Dort war das Tier unter anderem in Fotofallen getappt. Bei der Auswertung der Wildkamerafotos war eine ähnlich schwache Fellzeichnung wie die des Luchsmännchens Juno zu sehen. Junos Spur verlor sich vor etwa anderthalb Jahren im Forstbezirk Eibenstock im Westerzgebirge.
"Schließlich gab eine Luchsspur im Schnee bei Flaje, nahe der Grenze zu Sachsen, bei der auch eine Urinprobe gewonnen werden konnte, Gewissheit. Mithilfe einer genetischen Analyse konnte das Tier individualisiert werden: Es handelt sich eindeutig um das Luchsmännchen Juno, das am 18. März 2024 als erster Luchs im Rahmen des Projektes 'RELynx Sachsen' ausgewildert wurde", heißt es weiter.
Der letzte eindeutige Nachweis von Juno war das Bild aus einer Fotofalle aus dem Forstbezirk Eibenstock im September 2024. Dass der Luchs nach so langer Zeit wiedergefunden wurde, bedeutet eine kleine Sensation für alle Projektbeteiligten und für das Luchsmonitoring in Sachsen.
Zwei weitere Luchse sollen ausgewildert werden
Wieso der zweijährige Luchs abwanderte, ist unklar. "In der Regel bleiben Luchse dort, wo schon andere Luchse sind. In Junos Fall waren es die beiden ausgewilderten Luchsweibchen Alva und Nova, deren Territorien sich mit dem Territorium von Juno überlappten", so das Landesumweltamt Sachsen.

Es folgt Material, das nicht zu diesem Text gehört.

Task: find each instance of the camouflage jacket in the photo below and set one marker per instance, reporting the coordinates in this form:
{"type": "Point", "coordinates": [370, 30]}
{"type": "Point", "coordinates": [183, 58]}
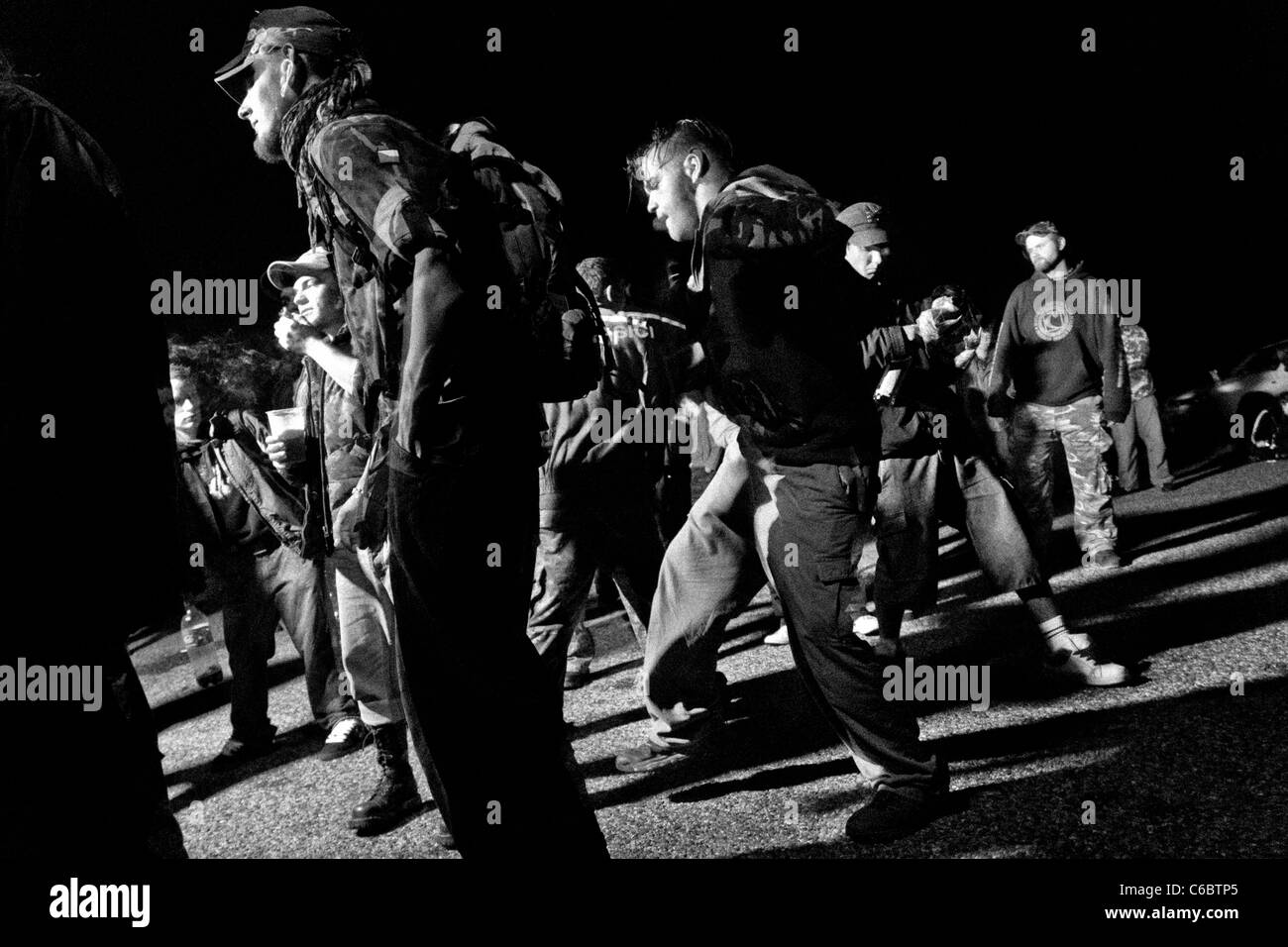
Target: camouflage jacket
{"type": "Point", "coordinates": [384, 193]}
{"type": "Point", "coordinates": [1136, 348]}
{"type": "Point", "coordinates": [781, 331]}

Seit dem Frühjahr 2024 wurden in Sachsen insgesamt sieben Luchse im Forstrevier Eibenstock des Westerzgebirges ausgewildert. Eines der Tiere wurde im November 2024 tot aufgefunden - Luchs "Anton" wurde offenbar von einem Lkw überfahren.
Das ist aktuell über die anderen ausgewilderten Tiere bekannt:
Luchsweibchen "Nova" ist Anfang 2025 nach Thüringen abgewandert, sie soll sich nach wie vor bei Jena aufhalten
"Alva" paarte sich im Frühjahr 2025 mit "Chapo" und brachte zwei Junge zur Welt, sie streift durch ihr Territorium in der Region Eibenstock, zuletzt tappte sie mit ihren beiden Jungtieren am 1. März in eine Wildkamera
"Chapo" hält sich ebenfalls großräumig in der Region Eibenstock auf, die letzte Fotofallenaufnahme stammt vom 9. März
"Charlie" hält sich überwiegend westlich von Sankt Joachimsthal auf dem Truppenübungsplatz Hradiště auf
"Freya" ist im vergangenen Jahr Richtung Zwönitz gewandert und hielt sich dort mindestens bis Ende Dezember in den Wäldern östlich von Zwönitz auf.
Im Spätsommer sollen zwei weitere Luchse ausgewildert werden.